Die neuesten Skarabäus-Untersuchungsergebnisse eines schwedisch-südafrikanischen Forscherteams um Marie Dacke von der Universität Lund stellen die erwähnten Studien in ihrer Bedeutung aber noch einmal in den Schatten - und ergänzen sie. Denn auch in der neuen Untersuchung geht es um das erstaunlich gute Navigationssystem der Insekten.

Ein gutes Navi ist für die dickleibigen Sechsbeiner deshalb so wichtig, weil die Käfer ihre Kugel möglichst schnell möglichst weit weg vom Dunghaufen in ihre Höhle rollen müssen. Wenn sie versehentlich den falschen Weg einschlagen und die Kugel wieder zurückrollen, besteht nämlich die Gefahr, dass Artgenossen ihnen ihre Kugel streitig machen.

Verkappte Mistkäfer

Für ihre neueste, experimentell aufwändige Mistkäfer-Studie testete das internationale Team um Dacke zunächst Skarabäen (Scarabaeus satyrus) in einer sternenklaren Nacht im südafrikanischen Freiland, wo sie die Tiere samt Dungkugel in eine kleine Arena setzten. Einigen Exemplaren hatten die Forscher Kappen aufgesetzt, so dass von oben kein Licht in ihre Augen fiel.

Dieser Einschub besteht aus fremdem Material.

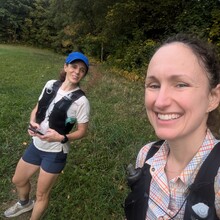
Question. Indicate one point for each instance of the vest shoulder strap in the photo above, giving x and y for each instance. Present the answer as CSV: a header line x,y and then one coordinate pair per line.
x,y
202,190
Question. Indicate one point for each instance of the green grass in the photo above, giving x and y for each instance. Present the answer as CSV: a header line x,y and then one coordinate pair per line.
x,y
93,184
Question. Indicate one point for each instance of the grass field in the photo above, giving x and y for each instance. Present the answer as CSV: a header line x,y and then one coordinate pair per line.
x,y
93,184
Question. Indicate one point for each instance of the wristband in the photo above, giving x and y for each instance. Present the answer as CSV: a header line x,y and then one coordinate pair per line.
x,y
65,139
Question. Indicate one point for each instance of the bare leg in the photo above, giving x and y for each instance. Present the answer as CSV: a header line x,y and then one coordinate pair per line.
x,y
21,178
44,186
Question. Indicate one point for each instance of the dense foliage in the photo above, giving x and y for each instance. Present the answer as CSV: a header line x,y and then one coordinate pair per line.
x,y
122,32
93,183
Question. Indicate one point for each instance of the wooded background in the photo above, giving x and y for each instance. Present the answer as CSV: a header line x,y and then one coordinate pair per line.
x,y
122,32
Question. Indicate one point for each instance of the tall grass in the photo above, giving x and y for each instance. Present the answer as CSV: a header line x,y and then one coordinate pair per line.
x,y
93,184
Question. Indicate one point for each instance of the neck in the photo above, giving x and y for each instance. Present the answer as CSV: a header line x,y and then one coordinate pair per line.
x,y
67,86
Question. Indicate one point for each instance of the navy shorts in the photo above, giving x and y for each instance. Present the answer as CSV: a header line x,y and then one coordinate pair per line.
x,y
51,162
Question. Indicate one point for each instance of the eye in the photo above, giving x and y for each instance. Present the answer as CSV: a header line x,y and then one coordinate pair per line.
x,y
83,70
152,85
182,85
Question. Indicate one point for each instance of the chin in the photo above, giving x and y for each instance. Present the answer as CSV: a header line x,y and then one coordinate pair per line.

Diese Käfer rollten ihre Kugeln nun in Schlangenlinien durch die Arena, während jene Skarabäen, die den Himmel sehen konnten, halbwegs gerade von der Mitte der Arena zum Rand liefen. Damit lag die Vermutung nahe, dass die Käfer Lichter am Nachthimmel zur Orientierung nutzen. Weitere Experimente zeigten prompt, dass die tag- und nachtaktiven Insekten auch das Licht als Orientierungshilfe benützen.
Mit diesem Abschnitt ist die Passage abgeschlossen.